Мишка упал. Его тело дернулось и больше не шевелилось.
Девушка кинулась бежать к нему, но остановила саму себя.
Третий бандит не пострадал. Он осторожно встал. Потом прошелся по лесу, поглядел на своих убитых товарищей. Они не подавали признаков жизни. Тогда он подошел к Миньке и, стоя над ним, выстрелил в него сверху вниз.
Контрольный выстрел. Наверное, со своим старинным другом Римма теперь может попрощаться навсегда.
После этого бандит-водитель забрал пистолеты из рук своего товарища (и Михаила), а потом, никак не заботясь о своих павших, вернулся к машине, прыгнул в нее, развернулся и дал ходу: прочь, прочь из опасного места!
Римма кинулась к убитым.
Подбежала. Три тела. Все в крови.
Сперва она смотрела только на недвижимых бандитов, словно давая шанс Михаилу очнуться, прийти в себя, подняться и сказать, что все это происходит невзаправду. Однако чуда не случилось. Когда она повернулась и подошла к нему, Миша оставался неотвратимо мертв.

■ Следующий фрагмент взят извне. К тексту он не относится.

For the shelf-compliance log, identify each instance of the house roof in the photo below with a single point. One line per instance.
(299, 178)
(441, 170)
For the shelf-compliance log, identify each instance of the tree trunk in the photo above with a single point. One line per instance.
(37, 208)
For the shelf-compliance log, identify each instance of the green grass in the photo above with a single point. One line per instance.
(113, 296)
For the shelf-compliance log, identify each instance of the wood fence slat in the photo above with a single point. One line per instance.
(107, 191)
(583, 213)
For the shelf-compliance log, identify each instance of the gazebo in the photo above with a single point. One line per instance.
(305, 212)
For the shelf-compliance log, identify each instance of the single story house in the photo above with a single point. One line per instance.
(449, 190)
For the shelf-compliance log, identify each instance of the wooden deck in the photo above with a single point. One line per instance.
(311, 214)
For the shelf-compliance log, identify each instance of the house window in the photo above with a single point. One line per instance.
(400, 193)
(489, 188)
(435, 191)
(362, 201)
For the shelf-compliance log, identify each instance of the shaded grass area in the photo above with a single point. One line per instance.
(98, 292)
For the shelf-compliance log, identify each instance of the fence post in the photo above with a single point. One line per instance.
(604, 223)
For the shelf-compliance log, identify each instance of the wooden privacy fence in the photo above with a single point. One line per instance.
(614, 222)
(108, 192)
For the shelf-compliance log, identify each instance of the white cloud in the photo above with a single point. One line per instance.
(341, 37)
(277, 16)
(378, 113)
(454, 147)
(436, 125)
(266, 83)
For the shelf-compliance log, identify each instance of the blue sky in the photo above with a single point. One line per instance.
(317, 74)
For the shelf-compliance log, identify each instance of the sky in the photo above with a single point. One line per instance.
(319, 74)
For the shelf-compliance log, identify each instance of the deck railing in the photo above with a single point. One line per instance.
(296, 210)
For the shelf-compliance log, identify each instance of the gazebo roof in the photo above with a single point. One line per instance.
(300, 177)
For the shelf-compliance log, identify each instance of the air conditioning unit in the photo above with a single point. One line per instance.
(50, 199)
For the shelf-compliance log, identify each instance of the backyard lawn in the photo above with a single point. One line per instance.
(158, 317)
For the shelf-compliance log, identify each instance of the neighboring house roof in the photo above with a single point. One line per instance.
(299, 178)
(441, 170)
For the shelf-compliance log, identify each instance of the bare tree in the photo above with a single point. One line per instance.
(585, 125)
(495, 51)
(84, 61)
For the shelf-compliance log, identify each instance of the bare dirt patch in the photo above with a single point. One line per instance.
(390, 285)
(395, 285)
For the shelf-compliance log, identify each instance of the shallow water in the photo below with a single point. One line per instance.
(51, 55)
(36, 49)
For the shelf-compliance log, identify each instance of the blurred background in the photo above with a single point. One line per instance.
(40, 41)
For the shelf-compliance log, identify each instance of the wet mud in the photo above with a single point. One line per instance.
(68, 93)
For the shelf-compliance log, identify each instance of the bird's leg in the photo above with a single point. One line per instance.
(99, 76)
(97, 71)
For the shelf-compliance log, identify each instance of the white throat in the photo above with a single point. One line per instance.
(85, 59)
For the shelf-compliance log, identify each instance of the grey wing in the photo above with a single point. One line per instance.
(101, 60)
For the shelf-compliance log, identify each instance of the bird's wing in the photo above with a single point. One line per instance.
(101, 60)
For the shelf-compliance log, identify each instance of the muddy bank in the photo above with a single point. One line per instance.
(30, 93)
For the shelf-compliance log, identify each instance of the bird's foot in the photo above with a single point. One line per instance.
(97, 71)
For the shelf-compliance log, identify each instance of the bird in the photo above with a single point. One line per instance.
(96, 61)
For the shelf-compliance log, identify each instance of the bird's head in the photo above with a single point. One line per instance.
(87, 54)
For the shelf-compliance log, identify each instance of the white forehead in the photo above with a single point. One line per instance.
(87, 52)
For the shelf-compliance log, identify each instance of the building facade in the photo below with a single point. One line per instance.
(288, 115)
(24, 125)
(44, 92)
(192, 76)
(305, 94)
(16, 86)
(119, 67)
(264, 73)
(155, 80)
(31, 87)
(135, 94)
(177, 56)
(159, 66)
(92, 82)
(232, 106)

Она бросилась на землю рядом с ним, припала к нему на грудь и навзрыд заплакала:
– Миня, Миня! Зачем же ты так? Зачем это все?!
Ей стало безумно жаль своего былого возлюбленного, которого, казалось, она могла вновь обрести.
Павел
У опушки леса я увидел следы настоящей бойни.
Один, в черном, со смертельной раной в голове.
Второй, тоже бандитского вида, – с перерезанным горлом.
И третий, как бы противостоящий им, на расстоянии метров пятнадцати, – с двумя пулевыми ранениями в грудь и в голову.